Julie has a Santa Barbara friend living on Grand Cayman. This led to Clare and I booking a trip there and Julie booking a flight there, too. When a friend of Clare’s heard about our vacation plans, she accused Clare of conspiring to elope. In fact, it had never occurred to us that getting married in the Cayman Islands was easy.
I signed us up for the Simply Basic: location, ceremony and $200 in Caymanian paperwork for one low price. They even threw in the wedding vows. Once the official learned we weren’t Christians, she gave us a choice between Mystic Union and Visitor Type 1. We went with Visitor Type 1, which seemed to be exactly what we wanted and one more step to happiness skipped entirely.
The location choices were beach or tropical gazebo. Not wanting to get my nice shoes dirty, I chose gazebo, which ended up being in the official’s front yard in a down-market and occasionally dodgy part of the town of West Bay. The gazebo had a crimson astro-turf runway, and the photographer insisted on abandoning it for the beach as soon as the ceremony was over.

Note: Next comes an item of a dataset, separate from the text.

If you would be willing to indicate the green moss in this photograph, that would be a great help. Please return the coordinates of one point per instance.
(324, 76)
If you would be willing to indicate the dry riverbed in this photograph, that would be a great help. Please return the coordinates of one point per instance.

We stayed at a fancy B&B run by lovely people, whose other guests included a guy called Paul Reavis. This Paul Reavis guy works on drones for Northrup Grumman in Afghanistan, which their website says means, “bringing new combat multiplier capabilities to the warfighter faster”. I asked him if when he left Afghanistan in a military cargo plane he got to wear one of those seatbelts that comes down over the shoulders, like in the movies. He said he did, and I got a kick out of it.
Julie arrived two days later than expected after being snowed-in in Boston. By the time we got back to our room after picking her up from the airport is was 3:45 pm on the day of our five o’clock wedding. Clare only got to freak out about her wedding for an hour instead of months, and I only got two tries to tie my tie a passable length. Julie had to help us both.
Clare drove us from our place on Sticky Toffee Lane to the ceremony, on the left side of the road, as she had done expertly all week. “Here Comes the Bride” played on the gazebo boombox until the official told Julie to pause it. We each wore a ribbon of tartan flair around one wrist and had tropical flowers. Our rings weren’t made yet, so we used twine. When the official said “holy” the first time, we thought she was just being nice. Then she surprised us with a prayer not previously discussed in Visitor Type I, and all we could do was do our best.
We ate an extravagant dinner that saw me devour the biggest lobster ever on my first time ever eating lobster. Julie’s friends joined us later and treated us to desserts that included the sticky toffee pudding after which our little lane was named. The next day Clare and Julie played with dolphins at the lagoon down the road. I took pictures and talked to Joe Tourist from Connecticut and tried to remember that this was my life and to refer to Clare as my wife.
P.S. Clare’s back in Manhattan now. I’m going there for six days in February and she’s coming to Goleta for eight days in March. If you’ll be in either of those places, please look us up: Clare Nisbet or Paul Rivas. (But we’re married now.)